The awkwardness, the timing, the tension between Merlina and Craig that they pretended not to see.
She stepped out of the restroom a few minutes later, steps slow, trying to look normal. Her thoughts were spinning. Craig’s silence. The girls whispering like it was obvious. The break up.
Back at the table, the restaurant looked exactly the same, glasses clinked, someone laughed a few tables over, and the waiter was still making rounds with quiet grace.
Phoebe sat down smoothly like nothing had changed, tossed her hair behind her shoulder as if she hadn’t just heard something insane.

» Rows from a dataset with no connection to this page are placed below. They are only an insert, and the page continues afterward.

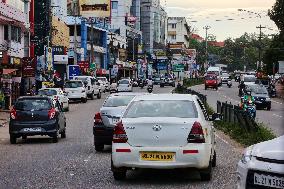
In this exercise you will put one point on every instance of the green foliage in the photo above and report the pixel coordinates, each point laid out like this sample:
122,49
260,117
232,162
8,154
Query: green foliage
244,137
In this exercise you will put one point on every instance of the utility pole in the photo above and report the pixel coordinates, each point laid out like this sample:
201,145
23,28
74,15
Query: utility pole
206,45
259,48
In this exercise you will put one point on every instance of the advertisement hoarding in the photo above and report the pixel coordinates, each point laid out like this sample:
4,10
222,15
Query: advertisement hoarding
94,8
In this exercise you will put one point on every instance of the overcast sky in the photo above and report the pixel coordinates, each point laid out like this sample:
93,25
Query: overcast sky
230,22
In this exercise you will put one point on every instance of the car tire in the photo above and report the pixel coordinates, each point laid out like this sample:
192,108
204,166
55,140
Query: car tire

Just then, another thought sparked in Phoebe’s head. Her gaze flicked up to Craig, studying his face for a minute before she spoke.
Hesitant, yet unable to ignore the wild thoughts tumbling through her mind.
She wet her lips, as if testing the words before they came out. "So...how was Spain?"
Craig’s head turned.
He looked at her, steadily and quietly, like he was trying to trace the shape of her question before it fully landed, as if measuring what she knew, or what she thought she knew.
His body tensed, not all at once, but in that quiet, tight way, like a wire pulled just short of snapping.
"Merlina was there too," Phoebe said casually, lifting a bite of Caprese salad to her mouth, her fork glinting under the pendant light. "Did you know?"
Craig didn’t answer right away.
His brow creased into a frown, not confused, but pointed, like he was searching for the right words, then decided against them. Instead, he gave her a look that clearly said: Why the hell are you asking me that?
Phoebe got the message and nodded to herself, letting out a soft sigh, "Right. The FaceTime. Of course you did."
Craig’s only response was a slow and measured sip from his glass, he didn’t look at her anymore. What was that about ?
Keith, blissfully unaware of the shift in energy, was still tearing into his rosemary-crusted lamb, nodding at the flavors like he’d just discovered fine dining.
The lamb was pink in the center, served on a bed of truffle whipped potatoes and drizzled with a port wine reduction, decadent enough to distract from any social cues.
Craig, meanwhile, had leaned back in his seat, one arm resting over the chair. He picked up his phone and started scrolling aimlessly. The screen lit up his face, but he wasn’t really looking at it.
Phoebe didn’t say anything else. The question had already landed, and whatever answer she was hoping for was definitely not coming.
The table went quiet again, not awkward exactly, but dimmed somehow, like the room had lost a little of its earlier glow.
Eventually, they paid the bill and left. The wine was finished, the plates cleared, the candles burning low. Whatever lingered between them followed silently into the night air.
Later that night in their dorm, Merlina sat curled on her bed, laptop open, brows drawn in quiet frustration.
She hadn’t recovered from what she and Louis had discovered, someone had been logging into her mom’s old forum, and she still couldn’t make sense of it.
Now, she was digging through ancient text threads and email chains, scrolling through old messages from teachers, family friends, even distant relatives, anyone who might have run the site with her mom. Anything that could explain why someone would still be checking in.
She barely noticed when the door opened.
Phoebe stepped in, dropped her bag by her bed, and paused. "Hey," she said casually. "Working on something this late?"
Merlina looked up, then quickly back down. "Yeah. Just... something important."
She didn’t elaborate, and Phoebe didn’t press, at least not on that. She kicked off her shoes, stretched a little, then turned back to Merlina.
"So," Phoebe said, tone light but pointed. "Is there something between you and Craig?"